While Hong Kong sequences within the same genotypes grouped together phylogenetically, some genotypes formed one or more clusters of their own within the group, which reveals the possibility of multiple transmission lineages and multiple introductions of the same genotype during the study period. Moreover, as COVID-19 drastically reduced international travel to and from Hong Kong during this study period, endemic circulation of these genotypes could not be ruled out. Other HRV genotypes sequenced in this study were genetically distinct from the limited number of available HRV sequences available in GenBank (Supplementary Tables 1-6). Analysis of these sequences was limited as some genotypes had less than 10 whole genomes available for comparison, and most sequences originated from USA.

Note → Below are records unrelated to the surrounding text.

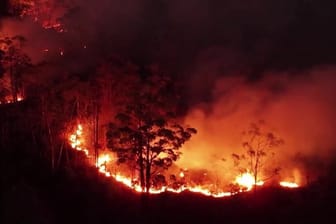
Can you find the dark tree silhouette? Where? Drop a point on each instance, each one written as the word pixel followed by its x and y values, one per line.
pixel 14 62
pixel 145 133
pixel 258 146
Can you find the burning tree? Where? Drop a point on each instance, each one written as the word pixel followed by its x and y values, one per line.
pixel 258 146
pixel 145 134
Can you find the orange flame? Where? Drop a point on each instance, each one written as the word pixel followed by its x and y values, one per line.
pixel 245 180
pixel 289 184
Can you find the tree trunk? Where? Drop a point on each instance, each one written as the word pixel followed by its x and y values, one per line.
pixel 148 171
pixel 141 170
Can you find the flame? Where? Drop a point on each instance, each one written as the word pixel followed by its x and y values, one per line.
pixel 288 184
pixel 76 141
pixel 245 180
pixel 103 160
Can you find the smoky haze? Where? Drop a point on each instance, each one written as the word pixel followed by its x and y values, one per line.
pixel 300 108
pixel 240 62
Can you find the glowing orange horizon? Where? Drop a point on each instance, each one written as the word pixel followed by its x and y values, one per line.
pixel 245 181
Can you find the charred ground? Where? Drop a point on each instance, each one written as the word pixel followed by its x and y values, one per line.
pixel 76 193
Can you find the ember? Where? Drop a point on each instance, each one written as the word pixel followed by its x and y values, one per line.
pixel 245 180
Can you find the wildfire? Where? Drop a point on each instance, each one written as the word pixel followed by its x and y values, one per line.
pixel 289 184
pixel 246 180
pixel 7 101
pixel 103 160
pixel 76 141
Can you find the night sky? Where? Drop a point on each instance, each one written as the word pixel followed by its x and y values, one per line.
pixel 239 61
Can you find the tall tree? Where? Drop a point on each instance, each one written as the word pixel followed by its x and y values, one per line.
pixel 145 132
pixel 14 62
pixel 258 145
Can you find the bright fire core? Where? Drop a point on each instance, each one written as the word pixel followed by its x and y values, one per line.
pixel 245 181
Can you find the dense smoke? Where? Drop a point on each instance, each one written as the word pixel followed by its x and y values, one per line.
pixel 241 62
pixel 300 108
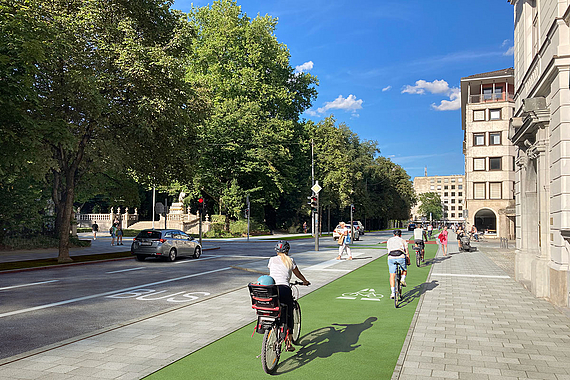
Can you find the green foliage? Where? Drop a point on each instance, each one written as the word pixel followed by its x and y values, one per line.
pixel 430 203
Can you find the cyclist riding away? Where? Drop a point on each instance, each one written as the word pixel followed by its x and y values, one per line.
pixel 419 237
pixel 397 252
pixel 280 268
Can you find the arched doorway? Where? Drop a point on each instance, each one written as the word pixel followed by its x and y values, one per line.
pixel 486 220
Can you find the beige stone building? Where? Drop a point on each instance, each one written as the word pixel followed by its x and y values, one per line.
pixel 540 129
pixel 486 106
pixel 451 191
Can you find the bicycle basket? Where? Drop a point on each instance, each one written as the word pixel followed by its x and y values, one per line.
pixel 265 300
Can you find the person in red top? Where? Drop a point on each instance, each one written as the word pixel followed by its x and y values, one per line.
pixel 443 239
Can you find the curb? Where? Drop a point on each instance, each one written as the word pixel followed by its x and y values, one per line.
pixel 79 263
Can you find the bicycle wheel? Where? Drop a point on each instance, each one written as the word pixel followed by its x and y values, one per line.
pixel 269 355
pixel 397 288
pixel 296 323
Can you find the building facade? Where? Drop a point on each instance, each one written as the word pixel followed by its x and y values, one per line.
pixel 451 191
pixel 540 129
pixel 486 107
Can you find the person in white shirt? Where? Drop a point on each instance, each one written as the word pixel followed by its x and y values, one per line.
pixel 280 268
pixel 397 252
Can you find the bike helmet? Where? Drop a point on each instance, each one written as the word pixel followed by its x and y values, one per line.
pixel 282 246
pixel 266 280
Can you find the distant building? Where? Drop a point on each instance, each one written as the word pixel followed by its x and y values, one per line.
pixel 451 191
pixel 486 106
pixel 540 129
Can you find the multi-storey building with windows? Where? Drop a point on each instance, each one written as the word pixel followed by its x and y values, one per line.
pixel 540 129
pixel 451 191
pixel 486 106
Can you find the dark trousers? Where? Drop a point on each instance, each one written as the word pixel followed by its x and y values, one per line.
pixel 286 297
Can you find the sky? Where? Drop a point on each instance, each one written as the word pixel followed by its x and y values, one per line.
pixel 391 70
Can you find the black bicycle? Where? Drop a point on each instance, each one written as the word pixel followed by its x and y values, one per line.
pixel 272 322
pixel 398 284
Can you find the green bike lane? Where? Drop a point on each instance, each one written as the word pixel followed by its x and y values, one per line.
pixel 350 328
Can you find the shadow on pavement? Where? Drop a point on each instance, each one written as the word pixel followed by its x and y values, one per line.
pixel 326 341
pixel 416 292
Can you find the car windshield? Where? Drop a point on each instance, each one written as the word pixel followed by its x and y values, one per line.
pixel 149 234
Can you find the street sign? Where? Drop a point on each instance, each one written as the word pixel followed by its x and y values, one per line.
pixel 316 188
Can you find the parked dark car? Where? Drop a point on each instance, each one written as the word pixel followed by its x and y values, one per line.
pixel 168 244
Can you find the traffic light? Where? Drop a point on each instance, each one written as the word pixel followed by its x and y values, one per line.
pixel 314 203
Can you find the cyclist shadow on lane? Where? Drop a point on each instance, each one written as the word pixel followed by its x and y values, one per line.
pixel 326 341
pixel 417 291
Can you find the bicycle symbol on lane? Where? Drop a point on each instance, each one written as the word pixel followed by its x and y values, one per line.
pixel 364 295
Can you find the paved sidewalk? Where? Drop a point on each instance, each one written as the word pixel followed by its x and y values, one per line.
pixel 477 322
pixel 142 347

HRV A49 and A47 were most frequently associated with URTI in this study, with 96% of A49 and 81% of A47 cases reporting respiratory symptoms and/or fever (Table 2). These genotypes are among those most associated with severe illness and hospitalization (3, 43). Although the small sample size precludes a clear correlation between the genotypes and clinical illness, these genotypes demonstrate epidemic potential and warrant further surveillance. While gastrointestinal symptoms were commonly observed among patients with HRV infections (Table 1), it should be noted that these samples were only screened for respiratory viruses, thus gastrointestinal symptoms could be attributable to coinfection with non-respiratory viruses or bacteria.

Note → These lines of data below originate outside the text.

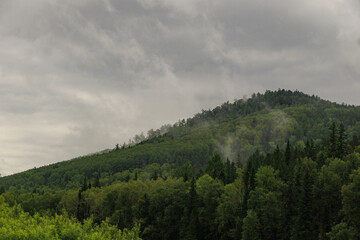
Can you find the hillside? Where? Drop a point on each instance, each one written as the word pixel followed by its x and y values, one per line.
pixel 235 130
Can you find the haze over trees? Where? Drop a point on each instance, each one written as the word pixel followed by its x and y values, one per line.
pixel 280 165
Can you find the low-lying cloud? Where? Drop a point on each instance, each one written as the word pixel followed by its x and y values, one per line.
pixel 80 76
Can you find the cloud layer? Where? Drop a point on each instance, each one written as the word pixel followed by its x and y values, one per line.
pixel 80 76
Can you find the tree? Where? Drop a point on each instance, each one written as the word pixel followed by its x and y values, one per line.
pixel 333 144
pixel 215 167
pixel 342 142
pixel 351 200
pixel 251 227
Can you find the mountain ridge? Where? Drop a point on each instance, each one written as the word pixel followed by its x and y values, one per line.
pixel 235 130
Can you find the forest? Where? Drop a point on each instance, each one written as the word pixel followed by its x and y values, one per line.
pixel 279 165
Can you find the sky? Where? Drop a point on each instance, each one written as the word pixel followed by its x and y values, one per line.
pixel 79 76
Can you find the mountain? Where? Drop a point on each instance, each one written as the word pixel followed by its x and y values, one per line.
pixel 235 130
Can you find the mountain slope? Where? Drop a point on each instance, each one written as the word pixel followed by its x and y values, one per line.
pixel 235 130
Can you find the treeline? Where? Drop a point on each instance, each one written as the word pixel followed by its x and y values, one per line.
pixel 308 191
pixel 234 130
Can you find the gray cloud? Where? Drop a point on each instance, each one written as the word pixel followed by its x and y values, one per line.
pixel 80 76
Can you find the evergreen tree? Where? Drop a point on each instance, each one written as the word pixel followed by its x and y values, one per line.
pixel 216 168
pixel 341 143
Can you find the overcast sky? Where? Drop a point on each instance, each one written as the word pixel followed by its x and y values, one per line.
pixel 79 76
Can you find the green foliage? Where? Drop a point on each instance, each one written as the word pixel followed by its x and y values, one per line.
pixel 16 224
pixel 300 179
pixel 235 130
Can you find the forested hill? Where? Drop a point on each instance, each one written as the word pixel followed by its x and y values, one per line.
pixel 235 130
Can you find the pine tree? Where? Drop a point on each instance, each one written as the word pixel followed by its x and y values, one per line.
pixel 341 143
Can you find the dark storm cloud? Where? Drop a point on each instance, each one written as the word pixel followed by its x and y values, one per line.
pixel 80 76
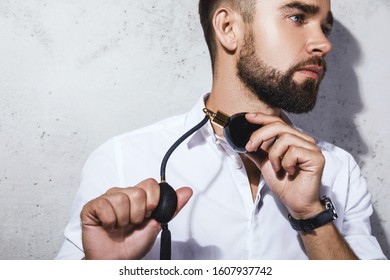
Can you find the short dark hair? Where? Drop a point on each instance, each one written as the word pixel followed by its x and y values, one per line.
pixel 207 8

This study provides insights into the genetic diversity of HRV detected in paediatric cases hospitalized in Hong Kong during the COVID-19 pandemic. Despite reduced respiratory virus circulation, HRV remained prevalent, particularly HRV A and C. The implementation of PHSMs significantly affected the genetic diversity of HRV, as evidenced by the surge of A47 and A101 in November and A49 in May 2021 during relaxation of control measures. It is not clear if immunity towards HRV waned during this period, and although no correlation was found between HRV genotype and patient age, most symptomatic infections were caused by HRV A. These findings emphasize the importance of continued respiratory virus surveillance and HRV sequencing to improve our understanding of HRV transmission and inform effective public health measures.